ブレーキアクチュエータは、ECU10からの制御信号に応じてブレーキシステムを制御し、自車両の車輪へ付与する制動力を制御する。ブレーキシステムとしては、例えば、液圧ブレーキシステムを用いることができる。操舵アクチュエータは、電動パワーステアリングシステムのうち操舵トルクを制御するアシストモータの駆動を、ECU10からの制御信号に応じて制御する。これにより、操舵アクチュエータは、自車両の操舵トルクを制御する。
ECU10は、外部状況認識部11、車両位置認識部12、走行計画候補生成部13、走行計画選択部14及び走行制御部15を備えている。
外部状況認識部11は、外部センサ2の検出結果(例えばカメラの撮像情報、レーダーの障害物情報、ライダーの障害物情報等)に基づいて、自車両の外部状況を認識する。外部状況は、自車両の周囲の他車両状況(例えば周囲の他車両の位置、速度等)、道路の形状(例えば走行車線の曲率等)、車両の周辺の障害物の状況(例えば、固定障害物と移動障害物を区別する情報、障害物の位置、移動障害物の移動方向、速度等)を含む。外部状況は、支線における自車両の後方を走行する後続車両の状況(例えば後続車両の位置、速度等)を含む。
車両位置認識部12は、GPS受信部3で受信した自車両の位置情報、及び地図データベース5の地図情報に基づいて、地図上における自車両の位置(以下、「車両位置」という)を認識する。なお、車両位置認識部12は、ナビゲーションシステム6で用いられる車両位置を該ナビゲーションシステム6から取得して認識してもよい。車両位置認識部12は、道路等の外部に設置されたセンサで自車両の車両位置が測定され得る場合、このセンサから通信によって車両位置を取得してもよい。
走行計画候補生成部13は、自車両が支線から本線への合流部を走行する際、支線を走行する自車両を本線へ合流させる走行計画の候補である走行計画候補を複数生成する。走行計画は、自車両の進路を自車両に固定された座標系での目標位置pと各目標点での車速vとの二つの要素からなる組、すなわち配位座標(p、v)を複数持つものとして出力する。それぞれの目標位置pは、少なくとも自車両に固定された座標系でのx座標、y座標の位置もしくはそれと等価な情報を有する。なお、走行計画は、自車両の挙動を記すものであれば特に限定されるものではない。走行計画は、例えば車速vの代わりに目標時刻tを用いてもよいし、目標時刻tとその時点での自車両の方位とを付加したものでもよい。

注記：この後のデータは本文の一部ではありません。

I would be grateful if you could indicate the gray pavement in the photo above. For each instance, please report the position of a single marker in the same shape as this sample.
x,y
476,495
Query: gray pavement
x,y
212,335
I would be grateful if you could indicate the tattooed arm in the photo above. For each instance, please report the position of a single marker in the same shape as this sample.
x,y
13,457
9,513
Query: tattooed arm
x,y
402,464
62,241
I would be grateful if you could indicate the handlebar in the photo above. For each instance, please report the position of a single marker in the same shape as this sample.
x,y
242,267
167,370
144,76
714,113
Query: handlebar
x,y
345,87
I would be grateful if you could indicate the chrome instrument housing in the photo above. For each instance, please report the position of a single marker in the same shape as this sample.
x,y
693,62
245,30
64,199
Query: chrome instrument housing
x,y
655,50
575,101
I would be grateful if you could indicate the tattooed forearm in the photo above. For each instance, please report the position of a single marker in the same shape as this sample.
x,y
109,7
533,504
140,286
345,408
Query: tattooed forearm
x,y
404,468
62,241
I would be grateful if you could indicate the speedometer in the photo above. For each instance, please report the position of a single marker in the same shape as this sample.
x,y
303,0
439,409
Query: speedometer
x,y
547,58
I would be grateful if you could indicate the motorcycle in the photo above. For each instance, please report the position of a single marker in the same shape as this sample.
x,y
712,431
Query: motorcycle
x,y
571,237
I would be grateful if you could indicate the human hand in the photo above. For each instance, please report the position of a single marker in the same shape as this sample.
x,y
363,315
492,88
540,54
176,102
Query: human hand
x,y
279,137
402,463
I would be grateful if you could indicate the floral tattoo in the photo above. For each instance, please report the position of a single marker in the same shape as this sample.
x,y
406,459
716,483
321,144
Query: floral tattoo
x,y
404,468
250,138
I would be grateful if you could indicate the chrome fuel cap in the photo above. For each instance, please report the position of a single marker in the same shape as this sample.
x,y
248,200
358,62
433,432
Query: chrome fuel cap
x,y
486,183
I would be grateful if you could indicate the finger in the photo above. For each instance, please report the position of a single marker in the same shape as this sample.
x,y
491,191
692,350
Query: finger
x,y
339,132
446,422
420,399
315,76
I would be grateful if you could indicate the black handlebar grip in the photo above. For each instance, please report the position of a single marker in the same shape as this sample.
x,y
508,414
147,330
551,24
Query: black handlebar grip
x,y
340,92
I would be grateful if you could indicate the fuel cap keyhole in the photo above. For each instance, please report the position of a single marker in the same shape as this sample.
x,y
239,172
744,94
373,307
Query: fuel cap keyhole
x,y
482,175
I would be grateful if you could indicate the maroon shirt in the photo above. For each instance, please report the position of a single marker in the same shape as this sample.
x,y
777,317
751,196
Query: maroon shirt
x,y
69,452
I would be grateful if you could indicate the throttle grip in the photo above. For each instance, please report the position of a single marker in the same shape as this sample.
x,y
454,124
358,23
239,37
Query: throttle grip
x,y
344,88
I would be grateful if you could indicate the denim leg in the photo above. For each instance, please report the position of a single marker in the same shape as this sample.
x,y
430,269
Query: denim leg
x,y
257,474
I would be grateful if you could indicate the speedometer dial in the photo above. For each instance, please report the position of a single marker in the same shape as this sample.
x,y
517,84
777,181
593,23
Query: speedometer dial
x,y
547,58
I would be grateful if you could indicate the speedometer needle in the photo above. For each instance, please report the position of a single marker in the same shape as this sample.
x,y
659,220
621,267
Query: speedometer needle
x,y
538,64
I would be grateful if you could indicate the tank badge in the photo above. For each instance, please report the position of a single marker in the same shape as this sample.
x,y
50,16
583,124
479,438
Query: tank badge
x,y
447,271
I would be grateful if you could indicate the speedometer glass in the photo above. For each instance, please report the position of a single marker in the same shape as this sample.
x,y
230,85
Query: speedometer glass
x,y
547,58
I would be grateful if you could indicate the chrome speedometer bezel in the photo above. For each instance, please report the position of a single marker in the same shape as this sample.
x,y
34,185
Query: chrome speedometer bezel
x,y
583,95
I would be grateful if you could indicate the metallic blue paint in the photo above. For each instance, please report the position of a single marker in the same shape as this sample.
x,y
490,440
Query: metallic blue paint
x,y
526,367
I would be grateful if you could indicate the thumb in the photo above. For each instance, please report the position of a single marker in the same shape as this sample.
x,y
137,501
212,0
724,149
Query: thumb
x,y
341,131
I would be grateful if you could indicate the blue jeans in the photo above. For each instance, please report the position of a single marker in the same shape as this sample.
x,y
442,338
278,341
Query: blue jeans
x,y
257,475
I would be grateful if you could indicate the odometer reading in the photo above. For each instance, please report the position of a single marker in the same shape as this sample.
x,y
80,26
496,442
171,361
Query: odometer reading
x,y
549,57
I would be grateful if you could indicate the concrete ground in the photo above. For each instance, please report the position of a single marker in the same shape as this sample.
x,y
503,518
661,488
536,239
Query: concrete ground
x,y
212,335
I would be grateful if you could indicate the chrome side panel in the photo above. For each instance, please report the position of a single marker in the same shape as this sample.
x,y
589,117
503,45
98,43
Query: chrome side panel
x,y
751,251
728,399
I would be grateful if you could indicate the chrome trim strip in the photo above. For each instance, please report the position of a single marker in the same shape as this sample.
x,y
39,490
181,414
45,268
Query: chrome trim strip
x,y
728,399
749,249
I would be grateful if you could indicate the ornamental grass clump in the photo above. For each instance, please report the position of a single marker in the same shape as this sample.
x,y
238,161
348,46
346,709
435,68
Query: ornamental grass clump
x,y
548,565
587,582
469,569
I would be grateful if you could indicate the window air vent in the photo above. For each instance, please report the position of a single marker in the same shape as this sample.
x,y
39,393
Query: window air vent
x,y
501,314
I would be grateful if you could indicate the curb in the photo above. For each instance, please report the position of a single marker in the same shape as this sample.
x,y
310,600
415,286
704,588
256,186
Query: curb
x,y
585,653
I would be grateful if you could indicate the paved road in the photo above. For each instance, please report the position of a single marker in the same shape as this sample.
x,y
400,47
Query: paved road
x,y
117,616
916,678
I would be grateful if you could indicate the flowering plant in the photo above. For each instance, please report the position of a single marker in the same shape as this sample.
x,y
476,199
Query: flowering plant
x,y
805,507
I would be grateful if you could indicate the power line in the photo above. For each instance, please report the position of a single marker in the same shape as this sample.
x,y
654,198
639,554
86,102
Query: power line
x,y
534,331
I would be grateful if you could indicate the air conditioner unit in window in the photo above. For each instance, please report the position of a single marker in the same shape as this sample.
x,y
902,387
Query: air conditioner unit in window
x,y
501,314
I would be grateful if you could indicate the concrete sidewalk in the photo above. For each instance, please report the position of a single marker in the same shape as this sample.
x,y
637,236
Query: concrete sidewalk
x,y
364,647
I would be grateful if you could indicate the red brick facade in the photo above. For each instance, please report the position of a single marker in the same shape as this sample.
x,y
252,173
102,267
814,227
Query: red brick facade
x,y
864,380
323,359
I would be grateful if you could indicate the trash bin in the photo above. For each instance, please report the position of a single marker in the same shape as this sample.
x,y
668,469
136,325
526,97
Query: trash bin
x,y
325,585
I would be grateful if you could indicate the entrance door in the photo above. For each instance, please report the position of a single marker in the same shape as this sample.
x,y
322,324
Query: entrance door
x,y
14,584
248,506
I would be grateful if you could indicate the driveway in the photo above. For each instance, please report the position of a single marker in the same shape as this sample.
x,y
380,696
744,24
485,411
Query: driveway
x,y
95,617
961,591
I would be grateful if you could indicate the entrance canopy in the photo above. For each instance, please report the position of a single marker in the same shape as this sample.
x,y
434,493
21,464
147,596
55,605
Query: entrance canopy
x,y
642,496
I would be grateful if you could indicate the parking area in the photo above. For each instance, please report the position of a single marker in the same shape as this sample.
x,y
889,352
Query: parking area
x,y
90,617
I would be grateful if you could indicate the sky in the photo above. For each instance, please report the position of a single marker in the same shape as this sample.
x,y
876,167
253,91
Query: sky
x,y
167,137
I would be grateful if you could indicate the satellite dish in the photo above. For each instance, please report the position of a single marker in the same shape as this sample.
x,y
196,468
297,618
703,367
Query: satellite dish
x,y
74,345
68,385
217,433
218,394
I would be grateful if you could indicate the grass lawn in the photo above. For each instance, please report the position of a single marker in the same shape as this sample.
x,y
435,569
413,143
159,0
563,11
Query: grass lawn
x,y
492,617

通常、走行計画は、概ね現在時刻から数秒先の将来のデータで充分であるが、交差点の右折、自車両の追い越し等の状況によっては数十秒のデータが必要となるので、走行計画の配位座標の数は可変、且つ配位座標間の距離も可変とすることが好ましい。配位座標をつなぐ曲線をスプライン関数等で近似し、当該曲線のパラメータを走行計画としてもよい。走行計画の生成としては、自車両の挙動を記すことができるものであれば、任意の公知方法を用いることができる。
走行計画は、目標ルートに沿った進路を自車両が走行する際における、自車両の車速の推移を示す標準速度パターン及び操舵トルクの推移を示す標準操舵パターンを含む。標準速度パターン及び標準操舵パターンは、例えば、進路上に所定間隔(例えば1m)で設定された制御位置に対して、当該制御位置ごとに時間に関連付けられて設定されたデータとされる。標準速度パターンは、予め設定された目標車速で自車両を自動走行させる車速データである。目標車速は、進路上において自車両が安全、法令順守、走行効率等の基準に照らして好適に走行する車速である。標準操舵パターンは、進路の目標横位置に沿って自車両を自動走行させる操舵トルクデータである。
走行計画候補生成部13は、例えば、ナビゲーションシステム6で演算された目標ルート、車両位置認識部12で認識された自車両位置、及び、外部状況認識部11で認識された外部状況に基づいて、自車両の進路を生成する。進路は、目標ルートに沿う走行車線31を自車両が進む軌跡である。そして、走行計画候補生成部13は、生成した進路に応じた走行計画候補を複数生成する。
走行計画候補生成部13が生成する複数の走行計画候補は、通常走行計画候補(第1の走行計画候補)と、早出し走行計画候補(第2の走行計画候補)と、を含んでいる。通常走行計画候補は、目標ルート上において自車両が安全、法令順守、走行効率等の基準に照らして好適に走行する走行計画の候補である。通常走行計画候補は、通常時に自車両が走行する走行計画の候補である。通常走行計画候補は、支線を走行する自車両を本線へ車線変更させて本線へ合流させる走行計画の候補である。通常走行計画候補は、公知の基準又は手法を用いて生成された走行計画の候補である。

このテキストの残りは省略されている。